В ночном бою отряд Синельникова захватил небольшую железнодорожную станцию Камышовку. Уже под утро, когда в поселке и на путях стало тихо, Алексей свалился на цементный настил перрона и мгновенно заснул. Но спал недолго. Тихое ржание Орлика сразу же разбудило его. Конь просил пить. Позевывая и поеживаясь от утреннего холодка, Чугунов повел Орлика к колодцу.
Осень шла на убыль: на железной крыше вокзала, на трухлявых шпалах и тронутых ржавчиной рельсах серебрился иней. Лужицы возле колодца были затянуты тонким, матовым, словно запотевшим, ледком. У колодца умывался какой-то паренек.
Чугунов накачал воду в позеленевшее деревянное корыто, разнуздал Орлика и, пока конь пил, разглядывал незнакомца: у того было обветренное, грубоватое лицо — обыкновенное лицо молодого солдата. Но шинель незнакомца насторожила Алексея — голубоватого праздничного цвета, с двумя рядами стальных пуговиц, она была вся в каких-то грязных пятнах, с обтрепанными полами, только все равно — солдаты таких не носят. Это была гимназическая шинель, но откуда это мог знать Чугунов — у себя в степи он никогда не видел гимназистов.
Алексей уже не сомневался: перед ним стоял чужак, контрик, и, выхватив из кобуры наган, он потребовал:
— Документы!
Услышав голос хозяина, Орлик перестал пить и повернул голову в сторону людей. Но незнакомец даже не посмотрел на Чугунова.
— А откуда у меня документы? Я несовершеннолетний, — ответил он глуховатым голосом.
— Не шуткуй, — рассердился Алексей. — Руки вверх.
Паренек усмехнулся и нехотя поднял руки. Чугунов обыскал его. Бумаг у незнакомца действительно не было. Алексей выгреб из его кармана горбушку черствого хлеба, завернутую в носовой платок, кожаный портсигар с махоркой, который еще хранил запах иного, барского табака, и маленький браунинг с замысловатой монограммой на рукоятке.

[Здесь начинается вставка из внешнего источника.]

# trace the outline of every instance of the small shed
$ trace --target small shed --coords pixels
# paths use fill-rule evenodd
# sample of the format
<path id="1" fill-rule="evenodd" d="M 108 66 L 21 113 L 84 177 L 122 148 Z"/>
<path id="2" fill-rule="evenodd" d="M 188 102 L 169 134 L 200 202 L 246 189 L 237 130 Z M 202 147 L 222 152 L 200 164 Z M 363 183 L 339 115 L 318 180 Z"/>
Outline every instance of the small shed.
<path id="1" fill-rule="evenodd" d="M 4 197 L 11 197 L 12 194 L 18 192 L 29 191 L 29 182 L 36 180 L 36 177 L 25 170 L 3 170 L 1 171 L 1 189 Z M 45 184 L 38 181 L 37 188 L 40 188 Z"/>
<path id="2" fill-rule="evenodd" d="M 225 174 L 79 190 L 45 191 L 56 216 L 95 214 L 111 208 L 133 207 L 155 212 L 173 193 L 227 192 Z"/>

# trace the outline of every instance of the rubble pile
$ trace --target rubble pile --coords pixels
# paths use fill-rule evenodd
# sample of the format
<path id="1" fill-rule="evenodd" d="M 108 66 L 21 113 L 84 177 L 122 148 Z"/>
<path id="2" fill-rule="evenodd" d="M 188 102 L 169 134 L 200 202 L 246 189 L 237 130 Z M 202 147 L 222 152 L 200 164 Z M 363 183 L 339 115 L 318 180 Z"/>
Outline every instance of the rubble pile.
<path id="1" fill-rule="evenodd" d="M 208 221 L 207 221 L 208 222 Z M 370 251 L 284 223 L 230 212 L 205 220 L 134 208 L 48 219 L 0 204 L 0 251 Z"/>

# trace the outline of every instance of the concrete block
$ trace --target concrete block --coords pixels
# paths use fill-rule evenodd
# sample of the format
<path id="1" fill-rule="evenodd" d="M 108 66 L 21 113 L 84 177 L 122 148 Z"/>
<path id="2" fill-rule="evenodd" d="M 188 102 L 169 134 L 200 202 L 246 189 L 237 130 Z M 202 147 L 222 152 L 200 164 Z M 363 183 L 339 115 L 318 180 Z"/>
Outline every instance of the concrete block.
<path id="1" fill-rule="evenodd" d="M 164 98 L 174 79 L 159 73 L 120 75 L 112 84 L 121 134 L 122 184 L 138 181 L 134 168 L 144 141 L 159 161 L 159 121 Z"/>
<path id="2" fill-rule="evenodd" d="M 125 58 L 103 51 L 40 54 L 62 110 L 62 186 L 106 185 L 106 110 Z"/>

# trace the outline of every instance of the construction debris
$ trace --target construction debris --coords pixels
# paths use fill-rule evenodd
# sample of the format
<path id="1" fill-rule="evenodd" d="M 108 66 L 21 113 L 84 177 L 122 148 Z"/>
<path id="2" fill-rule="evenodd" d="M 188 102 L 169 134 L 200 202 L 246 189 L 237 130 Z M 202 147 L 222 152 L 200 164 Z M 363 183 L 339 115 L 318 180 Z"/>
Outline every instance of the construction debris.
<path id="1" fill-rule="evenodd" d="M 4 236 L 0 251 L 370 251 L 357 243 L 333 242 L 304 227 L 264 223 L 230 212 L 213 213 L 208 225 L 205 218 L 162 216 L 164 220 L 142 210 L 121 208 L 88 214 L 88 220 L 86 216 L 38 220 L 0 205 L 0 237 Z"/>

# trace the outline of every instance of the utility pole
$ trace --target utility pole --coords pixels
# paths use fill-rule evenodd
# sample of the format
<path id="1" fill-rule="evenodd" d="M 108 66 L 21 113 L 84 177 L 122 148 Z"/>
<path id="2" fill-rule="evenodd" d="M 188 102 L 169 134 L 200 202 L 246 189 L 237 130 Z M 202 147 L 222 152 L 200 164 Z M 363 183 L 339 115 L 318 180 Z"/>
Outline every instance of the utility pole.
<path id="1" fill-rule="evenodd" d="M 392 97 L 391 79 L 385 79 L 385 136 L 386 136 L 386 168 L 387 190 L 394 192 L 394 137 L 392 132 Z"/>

— Теперь я вижу, что ты за птица, — сказал Чугунов.
— Не птица я — человек.
— Поговоришь у нас еще. Иди!..
На вокзале Чугунов нашел дежурного по штабу, сдал ему задержанного и, уже больше не думая о нем, занялся своими обычными делами — у бойца-кавалериста всегда много забот: надо почистить и накормить коня, оружие после боя тоже требует чистки и смазки, и еще хорошо было бы раздобыть для Орлика подковы с шипами, потому что, того и жди, ударит гололедица. А с этим контриком начальство само разберется. Да и что тут разбираться: все и так ясно — к стенке и марш на небо.
Но оказалось, что не все так ясно, как думал Чугунов. В обед он увидел задержанного им паренька у полевой кухни. Тот подошел к Чугунову с котелком, над которым вился вкусный парок, и сказал просто, словно обращался к старому другу:
— Дай-ка мне твою ложку.
Алексей отвернулся.
— Ну, чего на парня окрысился? — укоризненно покачал головой фельдшер.